Delivery of the VEGFR2 inhibitor DC101 at 1 hour preceding SDRT is highly radiosensitizing. (A and B) Mice harboring 100–150 mm³ MCA/129 flank fibrosarcomas were pretreated without (A) or with (B) i.v. DC101 (1,600 µg/25 gm mouse) at 1 hour preceding the indicated SDRT doses. (C) Combined cohorts. Tumors undetectable at 120 days were considered complete responses. Parentheses in A and B indicate number of mice/group. Of note, 15 Gy control data in A were previously published in ref. 50. GraphPad Prism (version 8) was used for nonlinear regression analysis as denoted by lines (sigmoidal curve fit) and quantitation of 20%, 50%, and 90% tumor control doses (TCD). R was used for multivariate logistic regression analysis to calculate the OR for each 1 Gy increase of dosage on complete response (OR = 1.44) and the OR for 8 Gy + DC101 versus 8 Gy only on complete response (OR = 6.12). Both effects are statistically significant (P < 0.001).

DC101 radiosensitizes the SSR. Prior work indicates that SDRT-induced ASMase/ceramide-mediated vascular dysfunction yields large, transient perfusion reduction within minutes in numerous tumors implanted in mice and in a Phase II clinical trial performed at MSKCC in spinal/soft tissue oligometastases (3).

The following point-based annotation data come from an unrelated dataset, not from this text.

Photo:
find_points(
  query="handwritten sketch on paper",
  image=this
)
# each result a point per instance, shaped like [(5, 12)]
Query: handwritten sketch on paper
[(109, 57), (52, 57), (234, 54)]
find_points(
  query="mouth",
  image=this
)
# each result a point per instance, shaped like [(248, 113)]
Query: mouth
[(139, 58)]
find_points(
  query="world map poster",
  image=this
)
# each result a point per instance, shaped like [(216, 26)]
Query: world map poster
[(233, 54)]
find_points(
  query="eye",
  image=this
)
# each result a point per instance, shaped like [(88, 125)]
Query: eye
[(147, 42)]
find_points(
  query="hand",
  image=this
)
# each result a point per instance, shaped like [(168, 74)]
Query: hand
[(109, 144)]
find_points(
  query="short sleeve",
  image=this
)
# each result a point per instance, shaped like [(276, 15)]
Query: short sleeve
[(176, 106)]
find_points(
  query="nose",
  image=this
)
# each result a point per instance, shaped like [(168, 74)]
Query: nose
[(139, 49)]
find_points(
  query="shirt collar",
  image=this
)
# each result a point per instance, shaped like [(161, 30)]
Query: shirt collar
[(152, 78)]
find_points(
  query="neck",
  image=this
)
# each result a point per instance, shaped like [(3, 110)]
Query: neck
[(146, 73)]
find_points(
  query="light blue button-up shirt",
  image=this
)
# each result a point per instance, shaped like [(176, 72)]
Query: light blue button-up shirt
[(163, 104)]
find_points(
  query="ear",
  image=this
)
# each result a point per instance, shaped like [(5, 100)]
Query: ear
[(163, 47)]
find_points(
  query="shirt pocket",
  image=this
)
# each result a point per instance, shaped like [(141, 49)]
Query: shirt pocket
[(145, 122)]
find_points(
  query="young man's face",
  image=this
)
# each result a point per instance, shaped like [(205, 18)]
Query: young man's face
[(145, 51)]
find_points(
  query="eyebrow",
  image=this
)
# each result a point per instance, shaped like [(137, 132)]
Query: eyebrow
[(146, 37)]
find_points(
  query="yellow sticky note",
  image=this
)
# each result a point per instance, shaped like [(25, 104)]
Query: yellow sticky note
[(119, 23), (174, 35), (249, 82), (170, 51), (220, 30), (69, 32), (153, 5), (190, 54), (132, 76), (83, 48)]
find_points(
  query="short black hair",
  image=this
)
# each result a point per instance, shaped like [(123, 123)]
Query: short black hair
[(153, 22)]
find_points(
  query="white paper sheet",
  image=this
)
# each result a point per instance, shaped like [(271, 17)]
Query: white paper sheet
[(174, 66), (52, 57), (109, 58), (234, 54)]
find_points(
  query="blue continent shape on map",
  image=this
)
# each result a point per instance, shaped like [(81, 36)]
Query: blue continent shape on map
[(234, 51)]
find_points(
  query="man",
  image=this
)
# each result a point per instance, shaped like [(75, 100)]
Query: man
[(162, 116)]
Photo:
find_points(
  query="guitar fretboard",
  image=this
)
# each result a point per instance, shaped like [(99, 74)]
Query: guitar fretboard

In mice, detailed analysis indicates that this leads to large increases in reactive oxygen species in tumor parenchymal cells, resulting in induction of the proteoprotective SSR. Hence, we assessed whether antiangiogenic radiosensitization of MCA/129 fibrosarcoma tumor control conferred concomitant SSR radiosensitization. For these studies, we selected the LD₁₀ dose of 8 Gy as shown in Figure 1. The SSR is typically evaluated by formation of high molecular weight (>100 kDa) SUMO-protein complexes detected by Western blot using an antibody that detects SUMO2/3. Figure 2 shows that 8 Gy induces minimal formation of high–molecular weight SUMO complexes at 3 hours after irradiation, whereas 15 Gy, the LD₅₀ dose, induces a robust 4.2- ± 0.2-fold increased SUMO2/3 complex formation (P = 0.014 versus unirradiated controls). Consistent with the concept that the SSR mediates dysregulation of DNA repair to confer SDRT tumor cure, DC101 enhanced protein SUMOylation by 8 Gy, 3.3- ± 0.5-fold (P < 0.001 versus unirradiated controls). Our data demonstrate that the effect of DC101 to enhance SUMOylation also applies at higher radiation doses. Supplemental Figure 2 shows that, compared with 15 Gy alone, DC101 increases protein SUMOylation by 1.4-fold (P = 0.025 15 Gy+DC101 versus 15 Gy). DC101 delivered at 1 hour before irradiation similarly enhances SSR in LLC xenografts, with 13 Gy inducing minimal protein SUMOylation, consistent with minimal tumor response, increasing 3.4-fold to a level nearly identical to that induced by the TCD₅₀ dose of 25 Gy (Supplemental Figure 1C). These studies provide strong support for the notion that delivery of antiangiogenic drugs timed to enhance ASMase/ceramide-mediated vascular dysfunction leads to a large increase in oxidative damage to tumor cells after SDRT early during the sequence of events leading to increased tumor cure.

Figure 2

Delivery of the VEGFR2 inhibitor DC101 at 1 hour preceding SDRT sensitizes the SUMO stress response. (A) Representative Western blot image depicting high molecular weight (>100 kDa) SUMO2/3 conjugates (upper panel) contained in extracts of MCA/129 flank fibrosarcomas isolated at 3 hours after SDRT from tumors treated as in Figure 1 with or without a 1-hour DC101 pretreatment. Actin serves as a loading control. (B) Quantitative analysis of high–molecular weight (>100 kDa) SUMO2/3 conjugates. Data, quantified by densitometry relative to actin loading controls, represent mean ± SD collated from 3 independent experiments using 2 mice/group each. **P = 0.014, ***P < 0.001 versus unirradiated controls (2-sided Wilcoxon rank sum test).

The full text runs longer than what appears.